Problem

Locks and Keys

The problem we’re analyzing is very simple to grasp and likely is familiar to anybody with a background in security. Firstly, cryptography is used to encrypt information for any user that wants their information to remain relatively private between them and the party they’re interacting with. This is done in a variety of ways, but for simplicity’s sake, it only needs to be visualized as a lock and keys. Only 1 key fits the lock, but you don’t know which key to use. Given enough keys, it’ll be mathematically impossible to try all of them, even with a powerful computer.
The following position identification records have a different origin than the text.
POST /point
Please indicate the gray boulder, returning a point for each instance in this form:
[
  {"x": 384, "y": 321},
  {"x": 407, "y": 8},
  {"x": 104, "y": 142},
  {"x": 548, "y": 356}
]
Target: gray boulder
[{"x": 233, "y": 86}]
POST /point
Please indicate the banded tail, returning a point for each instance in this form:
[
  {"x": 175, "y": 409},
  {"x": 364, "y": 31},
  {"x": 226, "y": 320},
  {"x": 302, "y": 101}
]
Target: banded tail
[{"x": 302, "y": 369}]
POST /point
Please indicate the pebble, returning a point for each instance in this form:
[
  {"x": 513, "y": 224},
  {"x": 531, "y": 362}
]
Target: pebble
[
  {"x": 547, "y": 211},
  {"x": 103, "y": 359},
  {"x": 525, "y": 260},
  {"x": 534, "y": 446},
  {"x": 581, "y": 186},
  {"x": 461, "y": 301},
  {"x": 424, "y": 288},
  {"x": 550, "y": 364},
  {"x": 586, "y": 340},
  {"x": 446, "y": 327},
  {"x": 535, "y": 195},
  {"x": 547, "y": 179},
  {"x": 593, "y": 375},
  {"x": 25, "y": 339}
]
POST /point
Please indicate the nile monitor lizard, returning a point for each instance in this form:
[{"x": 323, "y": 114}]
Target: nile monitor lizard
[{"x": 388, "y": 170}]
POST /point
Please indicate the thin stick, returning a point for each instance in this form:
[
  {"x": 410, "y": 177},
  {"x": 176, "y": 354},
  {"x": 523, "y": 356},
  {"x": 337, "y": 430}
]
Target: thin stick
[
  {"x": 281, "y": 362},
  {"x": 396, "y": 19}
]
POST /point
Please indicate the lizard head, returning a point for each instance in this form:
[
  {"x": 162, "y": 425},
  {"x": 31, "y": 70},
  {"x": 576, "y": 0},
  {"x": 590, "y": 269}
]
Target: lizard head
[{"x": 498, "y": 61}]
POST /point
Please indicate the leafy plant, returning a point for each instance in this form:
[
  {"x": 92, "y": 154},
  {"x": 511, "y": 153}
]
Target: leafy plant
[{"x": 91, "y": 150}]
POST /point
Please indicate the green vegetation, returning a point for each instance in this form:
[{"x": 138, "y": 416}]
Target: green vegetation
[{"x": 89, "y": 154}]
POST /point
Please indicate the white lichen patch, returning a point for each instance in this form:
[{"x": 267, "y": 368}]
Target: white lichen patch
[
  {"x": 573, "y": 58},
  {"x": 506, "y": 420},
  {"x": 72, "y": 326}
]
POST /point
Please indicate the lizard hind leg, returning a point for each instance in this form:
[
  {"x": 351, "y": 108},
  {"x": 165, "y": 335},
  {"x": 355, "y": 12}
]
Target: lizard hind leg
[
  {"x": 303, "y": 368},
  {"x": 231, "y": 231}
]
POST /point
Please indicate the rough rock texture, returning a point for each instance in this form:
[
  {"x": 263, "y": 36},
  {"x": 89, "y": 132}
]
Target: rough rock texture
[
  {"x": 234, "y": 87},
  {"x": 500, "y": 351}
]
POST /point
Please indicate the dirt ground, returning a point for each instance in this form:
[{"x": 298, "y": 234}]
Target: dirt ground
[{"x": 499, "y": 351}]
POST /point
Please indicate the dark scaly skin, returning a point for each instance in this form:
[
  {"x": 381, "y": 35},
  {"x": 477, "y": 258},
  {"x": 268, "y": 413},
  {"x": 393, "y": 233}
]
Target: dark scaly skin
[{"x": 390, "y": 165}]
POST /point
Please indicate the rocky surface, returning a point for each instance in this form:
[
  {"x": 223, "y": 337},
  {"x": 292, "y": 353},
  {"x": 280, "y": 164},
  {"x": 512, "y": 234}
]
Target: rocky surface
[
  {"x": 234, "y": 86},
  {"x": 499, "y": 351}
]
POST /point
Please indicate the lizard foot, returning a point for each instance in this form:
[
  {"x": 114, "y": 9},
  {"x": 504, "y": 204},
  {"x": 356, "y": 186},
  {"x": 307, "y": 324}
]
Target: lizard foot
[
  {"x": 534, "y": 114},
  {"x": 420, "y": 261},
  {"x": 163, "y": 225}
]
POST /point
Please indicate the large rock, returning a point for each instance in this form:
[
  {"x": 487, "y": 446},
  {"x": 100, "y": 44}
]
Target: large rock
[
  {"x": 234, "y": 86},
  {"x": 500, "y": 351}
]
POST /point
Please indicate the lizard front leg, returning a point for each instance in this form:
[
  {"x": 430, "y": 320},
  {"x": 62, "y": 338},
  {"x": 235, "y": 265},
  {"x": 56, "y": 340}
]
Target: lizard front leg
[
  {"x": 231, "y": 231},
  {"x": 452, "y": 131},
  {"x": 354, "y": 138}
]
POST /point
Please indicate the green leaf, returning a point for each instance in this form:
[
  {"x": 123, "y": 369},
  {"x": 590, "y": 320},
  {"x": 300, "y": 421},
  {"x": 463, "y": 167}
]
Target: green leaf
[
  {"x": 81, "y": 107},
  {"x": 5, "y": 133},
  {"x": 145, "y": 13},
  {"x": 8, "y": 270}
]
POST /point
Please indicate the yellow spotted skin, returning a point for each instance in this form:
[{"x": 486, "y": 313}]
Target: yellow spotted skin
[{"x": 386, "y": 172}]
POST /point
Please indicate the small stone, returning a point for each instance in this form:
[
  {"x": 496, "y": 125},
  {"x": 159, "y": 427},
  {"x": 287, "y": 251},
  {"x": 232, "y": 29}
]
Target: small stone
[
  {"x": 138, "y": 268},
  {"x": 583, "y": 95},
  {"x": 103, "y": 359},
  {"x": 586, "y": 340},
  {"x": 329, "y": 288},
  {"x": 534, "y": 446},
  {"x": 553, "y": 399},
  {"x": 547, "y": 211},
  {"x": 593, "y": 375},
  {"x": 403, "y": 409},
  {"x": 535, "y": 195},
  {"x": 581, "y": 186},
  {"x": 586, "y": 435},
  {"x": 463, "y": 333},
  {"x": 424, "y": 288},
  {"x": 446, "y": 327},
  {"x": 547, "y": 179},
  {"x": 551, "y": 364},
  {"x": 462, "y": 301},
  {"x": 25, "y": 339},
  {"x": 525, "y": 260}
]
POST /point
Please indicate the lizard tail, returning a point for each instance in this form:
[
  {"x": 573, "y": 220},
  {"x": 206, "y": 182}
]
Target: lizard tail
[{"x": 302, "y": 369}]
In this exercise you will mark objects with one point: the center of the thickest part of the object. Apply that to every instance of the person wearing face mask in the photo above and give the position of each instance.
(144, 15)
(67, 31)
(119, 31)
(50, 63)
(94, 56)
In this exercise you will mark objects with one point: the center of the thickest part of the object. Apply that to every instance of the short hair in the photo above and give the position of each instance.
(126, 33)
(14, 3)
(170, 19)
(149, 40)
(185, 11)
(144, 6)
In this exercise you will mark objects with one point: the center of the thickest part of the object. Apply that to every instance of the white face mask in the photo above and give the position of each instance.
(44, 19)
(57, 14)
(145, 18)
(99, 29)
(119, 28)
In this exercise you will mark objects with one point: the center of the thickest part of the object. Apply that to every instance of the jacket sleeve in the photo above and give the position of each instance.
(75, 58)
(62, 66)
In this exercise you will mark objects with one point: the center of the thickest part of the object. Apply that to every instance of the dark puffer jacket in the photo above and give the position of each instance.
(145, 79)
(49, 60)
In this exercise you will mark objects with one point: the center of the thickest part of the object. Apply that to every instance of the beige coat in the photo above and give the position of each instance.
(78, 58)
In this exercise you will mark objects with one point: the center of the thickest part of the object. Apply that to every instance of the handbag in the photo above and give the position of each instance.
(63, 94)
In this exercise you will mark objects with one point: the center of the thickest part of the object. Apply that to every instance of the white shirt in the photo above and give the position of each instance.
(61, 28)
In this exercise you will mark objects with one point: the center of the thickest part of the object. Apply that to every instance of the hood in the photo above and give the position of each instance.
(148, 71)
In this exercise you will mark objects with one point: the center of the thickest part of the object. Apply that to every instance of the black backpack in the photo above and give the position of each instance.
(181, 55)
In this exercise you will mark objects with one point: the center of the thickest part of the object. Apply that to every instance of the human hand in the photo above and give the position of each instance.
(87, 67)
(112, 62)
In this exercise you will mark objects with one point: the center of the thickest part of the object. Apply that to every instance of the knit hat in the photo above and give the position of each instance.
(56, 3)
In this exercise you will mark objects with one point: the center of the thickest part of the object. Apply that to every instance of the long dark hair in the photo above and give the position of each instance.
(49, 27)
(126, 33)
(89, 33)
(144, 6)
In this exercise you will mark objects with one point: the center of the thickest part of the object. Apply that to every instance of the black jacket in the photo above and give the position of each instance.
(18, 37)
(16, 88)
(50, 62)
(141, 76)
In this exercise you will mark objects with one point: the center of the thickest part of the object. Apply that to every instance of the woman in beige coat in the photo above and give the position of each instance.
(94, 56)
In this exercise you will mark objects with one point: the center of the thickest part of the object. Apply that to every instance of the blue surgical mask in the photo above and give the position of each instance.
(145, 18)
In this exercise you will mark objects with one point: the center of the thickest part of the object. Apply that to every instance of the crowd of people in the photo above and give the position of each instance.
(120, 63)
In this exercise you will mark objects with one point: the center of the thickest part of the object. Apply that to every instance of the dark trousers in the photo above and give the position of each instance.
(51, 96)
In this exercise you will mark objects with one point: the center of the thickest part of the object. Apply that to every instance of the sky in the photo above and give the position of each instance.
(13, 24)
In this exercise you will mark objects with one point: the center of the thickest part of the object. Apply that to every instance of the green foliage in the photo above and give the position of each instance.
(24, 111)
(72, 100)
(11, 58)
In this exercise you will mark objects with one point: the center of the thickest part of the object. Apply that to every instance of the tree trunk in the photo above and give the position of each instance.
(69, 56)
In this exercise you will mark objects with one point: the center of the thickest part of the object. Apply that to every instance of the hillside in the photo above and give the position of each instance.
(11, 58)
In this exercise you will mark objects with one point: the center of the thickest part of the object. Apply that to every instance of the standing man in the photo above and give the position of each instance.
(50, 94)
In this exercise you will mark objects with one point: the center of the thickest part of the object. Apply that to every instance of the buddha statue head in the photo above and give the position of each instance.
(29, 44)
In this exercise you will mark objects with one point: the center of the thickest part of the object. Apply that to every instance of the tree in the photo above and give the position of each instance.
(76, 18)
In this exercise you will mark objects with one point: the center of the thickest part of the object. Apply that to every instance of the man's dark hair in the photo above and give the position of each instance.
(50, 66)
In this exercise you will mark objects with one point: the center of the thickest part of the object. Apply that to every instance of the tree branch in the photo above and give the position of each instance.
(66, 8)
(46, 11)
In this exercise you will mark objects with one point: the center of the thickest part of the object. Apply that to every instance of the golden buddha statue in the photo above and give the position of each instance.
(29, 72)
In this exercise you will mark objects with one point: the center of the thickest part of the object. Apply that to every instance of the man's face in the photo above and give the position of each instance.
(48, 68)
The most basic example of a lock would be a cipher where “each value is entered into the [equation] C = P + 3, where p is the plaintext value and C is the ciphertext value” (Olmanson, 8). The lock is the formula itself, being the thing you put your unencrypted information into. The key is your information, which is converted to a unique encrypted value. While this cipher is easy to crack, even as a human, the more complicated ciphers use prime numbers in a way that makes it impossible to reverse the function. This means a computer is forced to guess each value that it could be, one after another, forming the basis for why higher computational speed leads to faster decryption of unknown information.

Quantum Computers

This is where quantum computers step in, having the higher computational speed required for cracking the most complicated locks. When examined from a mathematical standpoint, “quantum computers have been shown to have exponential speedups” (Bernstein et al., 2009, p. 17). By being capable of trying more keys, much faster than a classical computer, a quantum computer can eventually find the right key to the lock. This creates a larger issue than might be initially expected because not every single lock (cryptography method) is unique across the internet. While they have different pins (private/public keys), they are still fundamentally made the same way. That means if a quantum computer can crack 1 lock type, they can crack all locks of that same type.

Repercussions

In a world where cryptography can be more easily breached, everybody takes a toll. This is because cryptography is absolutely everywhere and in everything, used to secure most communications over the internet for the sake of privacy. If not addressed, it will also take a greater toll on the programmers and developers that have to create a new quantum-proof solution. The time needed to create said solution would take even longer than expected due to potential issues that arise from the sheer number of people who will be available to test it. A quantum proof solution made in the moment will be put through a “trial by fire” because of all the people who use cryptography, which is unfavorable for anybody wanting reliable security.